I have a Dataflow pipeline that consists of multiple blocks that are processing heterogeneous documents (XLS, PDF etc). Each type of document is processed by a dedicated TransformBlock
. At the end of the pipeline I have an ActionBlock
that receives all the processed documents, and uploads them one by one to a web server. My problem is that I can't find a way to satisfy the requirement of uploading the documents in the same order they were initially entered in the pipeline. For example I can't use the EnsureOrdered
option to my advantage, because this option configures the behavior of a single block, and not the behavior of multiple blocks that are working in parallel. My requirements are:
- Insert the documents in the pipeline in a specific order.
- Process each document differently, depending on its type.
- The documents of a specific type should be processed sequentially.
- Documents of different types can (and should) be processed in parallel.
- All documents should be uploaded ASAP after they are processed.
- The documents must be uploaded sequentially, and in the same order they were entered in the pipeline.
For example it is required that the document #8 must be uploaded after the document #7, even if it is processed before the document #7.
The fifth requirement means that I can't wait for all documents to be processed, then sort them by index, and finally upload them. The uploading must happen concurrently with the processing.
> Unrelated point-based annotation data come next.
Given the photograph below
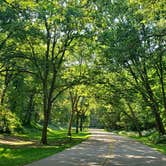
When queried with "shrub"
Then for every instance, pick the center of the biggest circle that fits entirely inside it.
(9, 122)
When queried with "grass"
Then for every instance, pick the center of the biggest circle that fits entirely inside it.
(21, 154)
(161, 147)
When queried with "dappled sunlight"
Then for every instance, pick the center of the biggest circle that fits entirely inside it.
(129, 151)
(7, 140)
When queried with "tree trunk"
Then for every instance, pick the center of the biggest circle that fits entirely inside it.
(81, 124)
(77, 122)
(70, 124)
(135, 120)
(28, 116)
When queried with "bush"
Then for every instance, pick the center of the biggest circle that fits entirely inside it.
(9, 122)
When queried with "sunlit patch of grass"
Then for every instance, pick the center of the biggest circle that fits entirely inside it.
(18, 155)
(145, 140)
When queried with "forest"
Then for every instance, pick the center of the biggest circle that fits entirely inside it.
(83, 63)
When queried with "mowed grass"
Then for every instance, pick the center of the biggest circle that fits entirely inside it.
(161, 147)
(19, 155)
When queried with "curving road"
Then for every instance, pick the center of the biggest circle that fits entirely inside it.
(105, 149)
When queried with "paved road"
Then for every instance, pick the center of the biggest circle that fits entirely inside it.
(105, 149)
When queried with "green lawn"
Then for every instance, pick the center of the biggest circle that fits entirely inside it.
(161, 147)
(19, 155)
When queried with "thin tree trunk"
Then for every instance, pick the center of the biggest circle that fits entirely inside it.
(81, 123)
(135, 120)
(70, 123)
(77, 122)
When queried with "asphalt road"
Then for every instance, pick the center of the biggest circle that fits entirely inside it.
(105, 149)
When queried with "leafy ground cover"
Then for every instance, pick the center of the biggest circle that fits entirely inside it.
(20, 149)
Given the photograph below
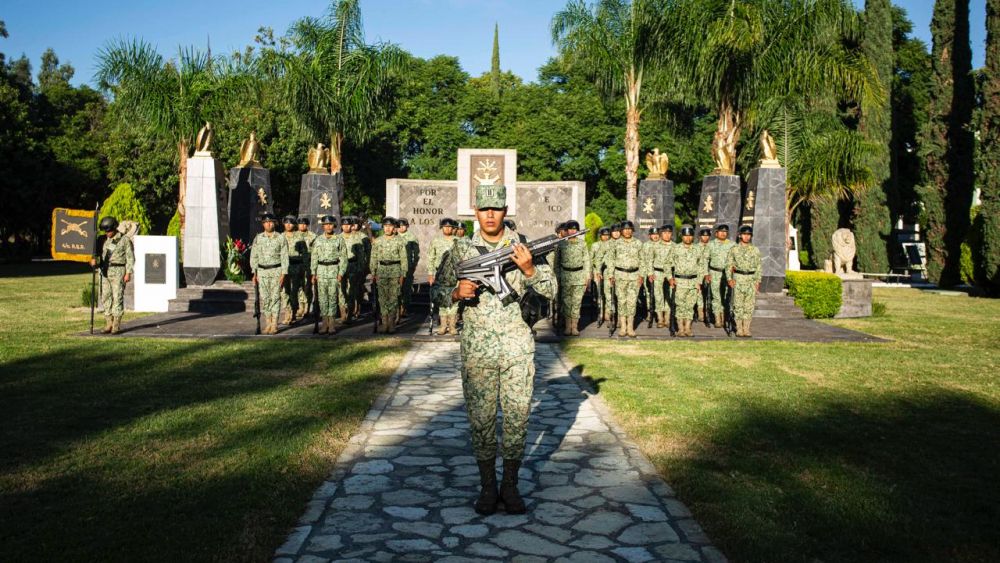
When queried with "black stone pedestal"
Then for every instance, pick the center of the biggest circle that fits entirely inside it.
(321, 194)
(720, 201)
(766, 203)
(655, 205)
(249, 198)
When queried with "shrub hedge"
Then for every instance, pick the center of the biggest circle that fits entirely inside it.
(818, 294)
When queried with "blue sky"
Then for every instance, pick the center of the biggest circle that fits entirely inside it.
(462, 28)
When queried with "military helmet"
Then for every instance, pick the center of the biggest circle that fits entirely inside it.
(108, 224)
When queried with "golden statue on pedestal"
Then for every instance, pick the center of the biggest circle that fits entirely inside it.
(319, 159)
(768, 151)
(658, 164)
(249, 152)
(203, 142)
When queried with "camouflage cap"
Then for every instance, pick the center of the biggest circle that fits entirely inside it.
(491, 197)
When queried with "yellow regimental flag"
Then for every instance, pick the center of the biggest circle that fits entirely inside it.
(74, 233)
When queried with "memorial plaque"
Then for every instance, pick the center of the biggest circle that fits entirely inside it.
(156, 268)
(74, 232)
(655, 205)
(319, 195)
(423, 203)
(766, 204)
(486, 167)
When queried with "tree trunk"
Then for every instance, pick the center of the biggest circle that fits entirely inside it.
(336, 145)
(182, 153)
(631, 154)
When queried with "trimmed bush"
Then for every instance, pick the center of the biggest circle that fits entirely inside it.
(123, 205)
(818, 294)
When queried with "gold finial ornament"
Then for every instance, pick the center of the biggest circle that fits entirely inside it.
(250, 152)
(319, 159)
(658, 164)
(768, 151)
(203, 142)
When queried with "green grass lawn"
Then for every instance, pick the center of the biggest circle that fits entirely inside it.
(129, 449)
(826, 452)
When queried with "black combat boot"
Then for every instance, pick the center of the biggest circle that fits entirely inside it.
(512, 501)
(487, 503)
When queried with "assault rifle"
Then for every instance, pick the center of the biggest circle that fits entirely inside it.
(488, 268)
(256, 303)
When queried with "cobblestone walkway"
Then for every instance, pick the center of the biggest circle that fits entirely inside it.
(403, 489)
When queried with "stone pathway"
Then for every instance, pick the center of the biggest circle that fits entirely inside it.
(403, 489)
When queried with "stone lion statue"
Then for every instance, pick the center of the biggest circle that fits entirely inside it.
(844, 251)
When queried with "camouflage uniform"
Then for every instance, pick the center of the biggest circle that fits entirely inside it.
(626, 269)
(497, 353)
(389, 263)
(718, 251)
(744, 263)
(269, 261)
(297, 253)
(435, 254)
(328, 262)
(689, 271)
(117, 259)
(573, 270)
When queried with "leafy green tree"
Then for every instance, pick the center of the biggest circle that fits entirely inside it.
(948, 146)
(989, 154)
(621, 45)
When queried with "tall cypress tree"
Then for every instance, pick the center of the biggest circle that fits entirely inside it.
(872, 212)
(989, 155)
(948, 145)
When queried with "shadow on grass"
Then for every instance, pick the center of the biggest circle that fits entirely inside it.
(887, 479)
(152, 451)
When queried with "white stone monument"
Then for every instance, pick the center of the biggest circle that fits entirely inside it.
(155, 274)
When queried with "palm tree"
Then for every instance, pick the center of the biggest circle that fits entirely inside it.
(620, 44)
(168, 99)
(335, 83)
(748, 58)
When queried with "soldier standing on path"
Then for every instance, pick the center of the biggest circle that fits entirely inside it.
(305, 288)
(497, 350)
(413, 255)
(116, 260)
(269, 264)
(744, 265)
(573, 270)
(627, 277)
(293, 280)
(440, 246)
(689, 270)
(648, 249)
(659, 273)
(718, 253)
(598, 250)
(328, 263)
(388, 265)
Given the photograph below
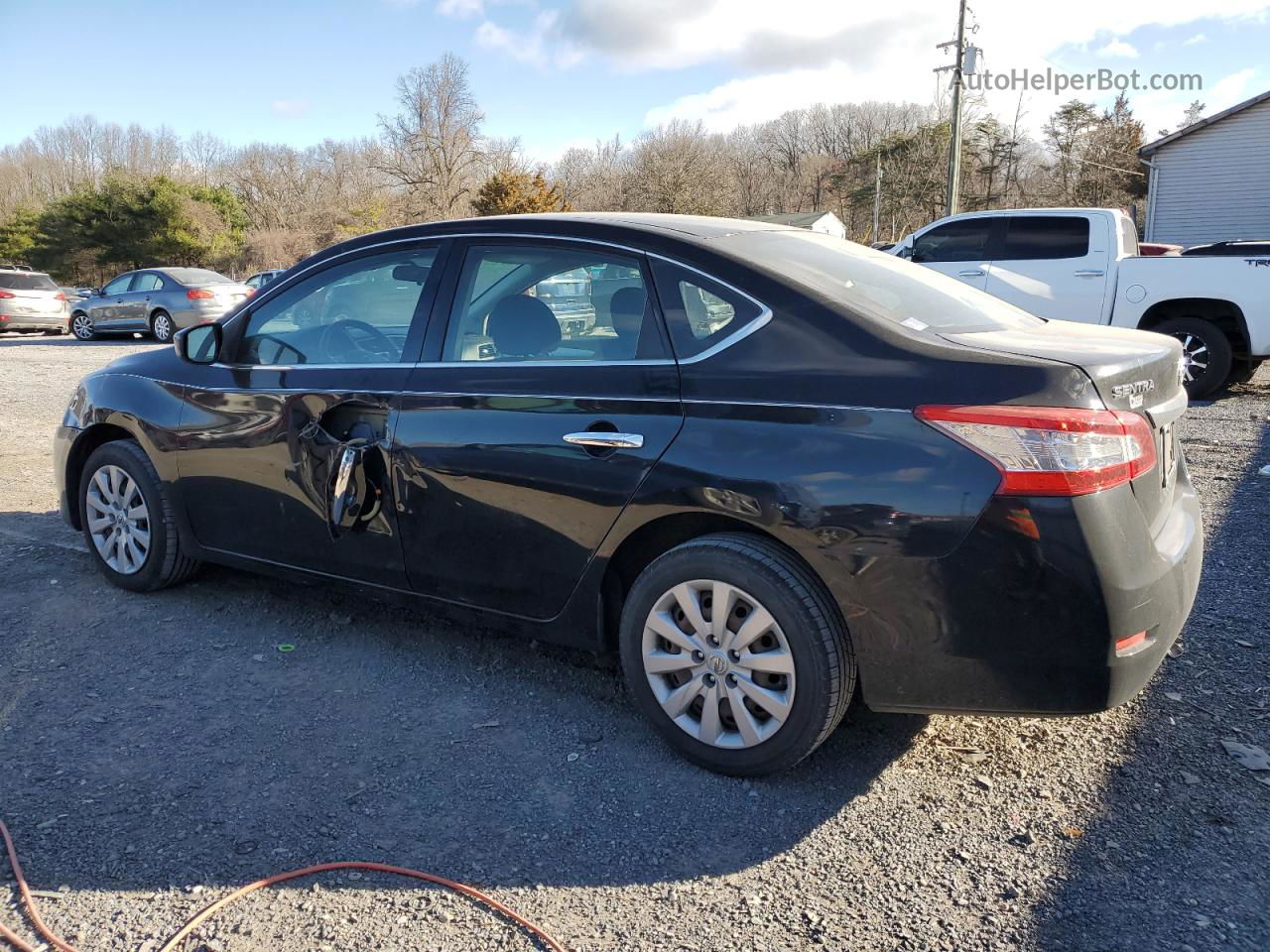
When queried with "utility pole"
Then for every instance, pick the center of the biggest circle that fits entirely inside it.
(878, 198)
(955, 144)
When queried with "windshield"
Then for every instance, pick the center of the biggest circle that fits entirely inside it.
(27, 282)
(879, 286)
(197, 276)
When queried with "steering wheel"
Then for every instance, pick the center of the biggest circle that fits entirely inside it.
(338, 339)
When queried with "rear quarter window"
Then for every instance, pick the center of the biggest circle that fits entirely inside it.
(27, 282)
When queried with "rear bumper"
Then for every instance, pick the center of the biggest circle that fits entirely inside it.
(1024, 616)
(35, 321)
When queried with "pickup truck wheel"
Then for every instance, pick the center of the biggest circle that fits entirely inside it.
(1206, 354)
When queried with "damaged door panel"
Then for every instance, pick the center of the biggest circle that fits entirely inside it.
(273, 465)
(285, 445)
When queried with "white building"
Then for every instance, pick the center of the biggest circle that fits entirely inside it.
(1210, 180)
(825, 222)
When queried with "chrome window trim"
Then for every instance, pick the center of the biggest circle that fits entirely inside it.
(754, 324)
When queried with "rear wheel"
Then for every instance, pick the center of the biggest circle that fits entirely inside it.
(735, 654)
(160, 325)
(128, 521)
(81, 326)
(1206, 354)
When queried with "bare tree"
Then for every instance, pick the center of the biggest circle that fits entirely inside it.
(434, 146)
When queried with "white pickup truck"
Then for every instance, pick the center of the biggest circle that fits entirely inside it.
(1082, 264)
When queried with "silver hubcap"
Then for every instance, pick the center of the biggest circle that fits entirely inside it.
(719, 664)
(1194, 357)
(118, 520)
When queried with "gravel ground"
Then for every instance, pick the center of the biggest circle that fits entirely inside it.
(157, 751)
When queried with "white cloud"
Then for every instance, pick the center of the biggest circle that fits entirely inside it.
(539, 46)
(1118, 49)
(290, 108)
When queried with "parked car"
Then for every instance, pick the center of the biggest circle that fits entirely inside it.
(261, 278)
(157, 301)
(31, 301)
(1236, 249)
(568, 295)
(864, 479)
(1082, 264)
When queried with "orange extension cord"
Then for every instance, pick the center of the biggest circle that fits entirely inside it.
(206, 912)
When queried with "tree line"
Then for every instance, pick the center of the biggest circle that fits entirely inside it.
(86, 198)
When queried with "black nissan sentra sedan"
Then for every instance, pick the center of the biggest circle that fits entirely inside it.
(771, 470)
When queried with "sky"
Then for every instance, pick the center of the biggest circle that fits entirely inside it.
(566, 72)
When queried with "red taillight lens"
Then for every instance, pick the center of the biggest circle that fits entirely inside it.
(1046, 451)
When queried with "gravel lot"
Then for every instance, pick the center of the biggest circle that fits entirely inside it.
(158, 749)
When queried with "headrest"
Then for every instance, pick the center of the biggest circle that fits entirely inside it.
(524, 326)
(627, 311)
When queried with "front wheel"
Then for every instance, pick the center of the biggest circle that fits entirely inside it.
(160, 325)
(1206, 354)
(128, 522)
(735, 654)
(81, 326)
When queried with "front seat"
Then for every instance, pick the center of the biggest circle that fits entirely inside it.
(524, 326)
(626, 309)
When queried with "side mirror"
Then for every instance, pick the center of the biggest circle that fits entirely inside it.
(198, 344)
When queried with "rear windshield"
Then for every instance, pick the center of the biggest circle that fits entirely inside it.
(27, 282)
(880, 286)
(197, 276)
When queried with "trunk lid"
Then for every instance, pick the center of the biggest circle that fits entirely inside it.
(1130, 370)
Here is a minimal example of what I'm trying to do. For simplicity I am not feeding the blocks with instances of the IDocument
interface, but with simple integers. The value of each integer represents the order in which it was entered in the pipeline, and the order in which it must be uploaded:
var xlsBlock = new TransformBlock<int, int>(document =>
{
int duration = 300 + document % 3 * 300;
Thread.Sleep(duration); // Simulate CPU-bound work
return document;
});
var pdfBlock = new TransformBlock<int, int>(document =>
{
int duration = 100 + document % 5 * 200;
Thread.Sleep(duration); // Simulate CPU-bound work
return document;
});
var uploader = new ActionBlock<int>(async document =>
{
Console.WriteLine($"Uploading document #{document}");
await Task.Delay(500); // Simulate I/O-bound work
});
xlsBlock.LinkTo(uploader);
pdfBlock.LinkTo(uploader);
foreach (var document in Enumerable.Range(1, 10))
{
if (document % 2 == 0)
xlsBlock.Post(document);
else
pdfBlock.Post(document);
}
xlsBlock.Complete();
pdfBlock.Complete();
_ = Task.WhenAll(xlsBlock.Completion, pdfBlock.Completion)
.ContinueWith(_ => uploader.Complete());
await uploader.Completion;
The output is:
Uploading document #1
Uploading document #2
Uploading document #3
Uploading document #5
Uploading document #4
Uploading document #7
Uploading document #6
Uploading document #9
Uploading document #8
Uploading document #10
The desirable order is #1, #2, #3, #4, #5, #6, #7, #8, #9, #10.
How can I restore the order of the processed documents, before sending them to the uploader
block?
Clarification: Changing drastically the schema of the pipeline, by replacing the multiple specific TransformBlock
s with a single generic TransformBlock
, is not an option. The ideal scenario would be to intercept a single block between the processors and the uploader, that will restore the order of the documents.